Дверь отворилась. В комнате рядом со мной очутились священник и миссис Фирти. Тут уж у меня сердце совсем упало. Он хороший был, священник наш. Довольно еще молодой. За глаза мы его звали Отец-Молодец, потому что на исповеди, пока ты ему грехи свои выкладываешь, он только знай повторяет: так, так. Ну, молодец! Ну, молодец! Будто хвалит тебя. Такая уж у него привычка была, Он сам даже этого за собой не замечал. А вообще-то мы его любили.
Крепись, Колмэйн, сказал он. Крепись. Бог милостив. Иди пока вниз и оставь нас. Я отпустил ее руку. Мне чуть ли не силу пришлось приложить так, она в меня вцепилась. Я пошел вниз. Миссис Фирти следом за мной. Пройдет это у нее? спросил я. на то воля господня, на то воля господня, сказала она.
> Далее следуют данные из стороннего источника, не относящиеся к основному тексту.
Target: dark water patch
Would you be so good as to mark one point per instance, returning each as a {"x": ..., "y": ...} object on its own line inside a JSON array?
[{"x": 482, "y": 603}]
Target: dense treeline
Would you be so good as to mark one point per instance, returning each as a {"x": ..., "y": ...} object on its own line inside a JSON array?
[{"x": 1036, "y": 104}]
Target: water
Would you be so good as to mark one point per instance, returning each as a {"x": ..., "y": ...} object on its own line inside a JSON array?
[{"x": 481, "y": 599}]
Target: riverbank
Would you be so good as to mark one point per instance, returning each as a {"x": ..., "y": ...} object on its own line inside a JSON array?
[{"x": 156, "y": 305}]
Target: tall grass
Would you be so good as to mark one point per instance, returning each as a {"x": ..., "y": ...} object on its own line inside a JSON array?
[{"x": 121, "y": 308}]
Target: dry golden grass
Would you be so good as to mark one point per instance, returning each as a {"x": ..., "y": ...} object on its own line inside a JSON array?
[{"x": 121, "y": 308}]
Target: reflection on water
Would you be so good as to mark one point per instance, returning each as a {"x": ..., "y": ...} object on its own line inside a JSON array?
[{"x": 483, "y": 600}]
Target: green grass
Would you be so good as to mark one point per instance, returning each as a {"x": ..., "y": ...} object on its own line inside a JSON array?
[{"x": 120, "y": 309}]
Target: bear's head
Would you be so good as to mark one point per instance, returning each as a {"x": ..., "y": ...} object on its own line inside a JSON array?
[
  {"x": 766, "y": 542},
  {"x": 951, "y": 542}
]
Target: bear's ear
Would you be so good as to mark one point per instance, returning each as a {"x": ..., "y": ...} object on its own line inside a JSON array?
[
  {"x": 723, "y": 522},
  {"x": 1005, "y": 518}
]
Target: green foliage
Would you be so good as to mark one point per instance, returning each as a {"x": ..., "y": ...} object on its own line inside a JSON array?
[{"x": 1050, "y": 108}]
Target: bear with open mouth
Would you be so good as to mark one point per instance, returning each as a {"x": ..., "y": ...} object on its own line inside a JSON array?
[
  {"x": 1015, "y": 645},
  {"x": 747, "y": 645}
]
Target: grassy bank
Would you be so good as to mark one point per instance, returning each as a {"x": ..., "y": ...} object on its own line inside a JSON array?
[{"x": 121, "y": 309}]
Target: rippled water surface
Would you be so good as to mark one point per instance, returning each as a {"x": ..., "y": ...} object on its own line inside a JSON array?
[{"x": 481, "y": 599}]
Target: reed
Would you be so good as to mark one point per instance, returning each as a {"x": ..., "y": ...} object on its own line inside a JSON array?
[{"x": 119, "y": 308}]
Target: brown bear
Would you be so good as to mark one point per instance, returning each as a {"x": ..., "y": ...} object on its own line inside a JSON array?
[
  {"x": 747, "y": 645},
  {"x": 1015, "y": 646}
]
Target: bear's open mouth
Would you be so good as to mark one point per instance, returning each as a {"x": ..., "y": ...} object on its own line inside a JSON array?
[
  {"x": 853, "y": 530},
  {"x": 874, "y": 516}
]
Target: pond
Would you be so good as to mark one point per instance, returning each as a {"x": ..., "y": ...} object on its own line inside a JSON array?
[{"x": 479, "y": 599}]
Мне показалось, что она от меня глаза прячет. А помогло б ей, если бы тут доктор был? спросил я. Да, надо бы доктора, сказала она. Ох, как надо! Вот стихнет буря, и приедет он. Может, бог даст, поспеет. На верхней губе у нее выступили капельки пота.
Он приедет сейчас, сказал я. Я его знаю. Он не побоится. Он приедет сейчас, потому что я его привезу. Я вышел за дверь. Она попробовала удержать меня, но я вырвался. Я слышал, что женщины кричат мне вслед, но даже не обернулся. Я побежал к причалу. До чего же тесной кажется тебе жизнь, когда живешь на острове, где ты каждый день видишь одни и те же вехи: причал и скалы, берег озера… Не впервой мне было бежать к пристани со страхом в сердце. Это я хорошо помнил. Но что был тот страх по сравнению с ужасом, который обуял меня с той минуты, когда я увидел Катриону с разметавшимися по подушке волосами, с мукой в испуганных глазах?
Ветер валил меня с ног. Почему сейчас? крикнул я. Ну, почему сейчас? Буря в апреле. Это не положено… Почему как раз сегодня, когда вся жизнь двоих людей повисла на волоске? Я был даже рад, что промок насквозь. Это хоть охладило меня немного.
Я остановился у причала. Посмотрел на море. Там черт знает что творилось. Белые гребни почти сплошь покрывали его, и только кое-где видны были бледно-зеленые просветы. Я почти успокоился. Я думал: ну и пусть я умру, что с того! Все лучше, чем видеть, как Катриона мучается. Да и не умру я. Говорят же, что бог милостив, вот он и проведет меня через бурное море. Все так говорят. Я спускался по ступеням, когда несколько рук сразу схватили меня. Я и не слыхал, что люди сзади бежали. А вот пришли же — и Фирти, и Макдона, и Гамильтон, и Томас, и уж не помню сейчас кто еще.